All of this would be nothing, if not for the fact that your ads haven't kept up with the technology that makes them possible. I've heard tell, from the elders of my tribe, that ads for apartments used to appear in newspapers, which charged by the word and which led to a series of commonly understood abbreviations: 4/3/2 w/Chn & gmtk in HD. Which was all well and fine when one was being charged by the word, but with essentially unlimited bytes available for all of our gushing about how wonderful our 450 square foot studio truly is, why do these forms persist? And why--why oh why oh why--in the age of cheap and easy digital photography does anyone bother to put up an ad without pictures?

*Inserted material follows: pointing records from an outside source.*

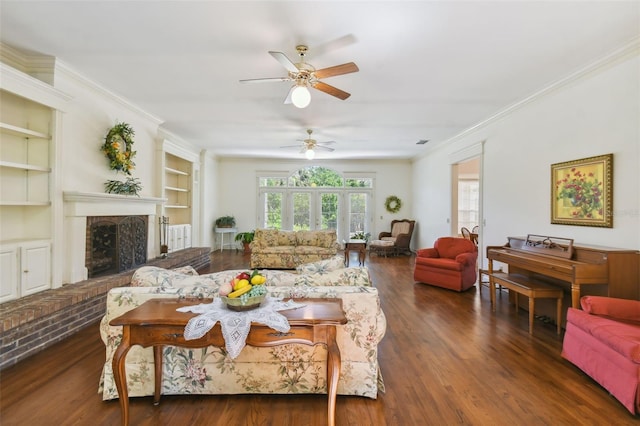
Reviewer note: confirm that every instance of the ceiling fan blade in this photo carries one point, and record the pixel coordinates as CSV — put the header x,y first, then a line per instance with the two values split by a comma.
x,y
286,62
336,70
333,91
288,100
265,80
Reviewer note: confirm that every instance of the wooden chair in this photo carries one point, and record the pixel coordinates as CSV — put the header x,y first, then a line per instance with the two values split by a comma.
x,y
395,242
466,234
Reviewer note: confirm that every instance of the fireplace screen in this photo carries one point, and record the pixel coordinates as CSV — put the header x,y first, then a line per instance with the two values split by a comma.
x,y
115,244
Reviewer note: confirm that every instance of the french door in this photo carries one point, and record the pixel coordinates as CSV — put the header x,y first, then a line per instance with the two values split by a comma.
x,y
347,211
314,210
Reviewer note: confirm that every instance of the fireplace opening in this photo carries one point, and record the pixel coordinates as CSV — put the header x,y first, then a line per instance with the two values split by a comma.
x,y
115,244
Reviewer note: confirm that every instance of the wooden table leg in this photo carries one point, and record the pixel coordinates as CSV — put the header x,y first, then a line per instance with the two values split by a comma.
x,y
575,296
333,373
559,315
157,364
532,305
120,374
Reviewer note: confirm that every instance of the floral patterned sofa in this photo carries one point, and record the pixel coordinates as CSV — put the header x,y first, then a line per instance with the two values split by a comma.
x,y
286,369
278,249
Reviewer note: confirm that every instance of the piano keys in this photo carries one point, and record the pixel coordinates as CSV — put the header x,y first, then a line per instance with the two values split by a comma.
x,y
617,269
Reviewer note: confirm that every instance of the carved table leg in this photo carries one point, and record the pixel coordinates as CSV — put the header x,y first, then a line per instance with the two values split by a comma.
x,y
120,374
333,373
575,296
157,364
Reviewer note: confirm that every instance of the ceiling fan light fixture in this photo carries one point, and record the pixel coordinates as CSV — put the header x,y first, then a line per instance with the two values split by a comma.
x,y
300,97
309,153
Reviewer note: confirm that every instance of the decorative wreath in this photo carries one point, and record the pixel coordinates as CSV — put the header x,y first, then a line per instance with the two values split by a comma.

Perhaps I should provide and illustrative example, chosen at random from the San Francisco board and apparently posted by a professional realtor:
"Rent $1050 deposit $1000.00 2 bedroom 1 bath carport
garbage is paid ava. 4/25/08."
Where's the rest of it, you ask? Well, you see what I mean. This is it. No pictures. No mention of a pet policy. Nothing besides what one could have easily gleaned already from the title of the ad, which was "$1050/2br 1710 Magazine St," other than the status of the garbage pick-up--and I don't know about you, but whether I'll have to shell out $20 a month for my trash disposal needs is the first thing on my mind when I go to look for a new place.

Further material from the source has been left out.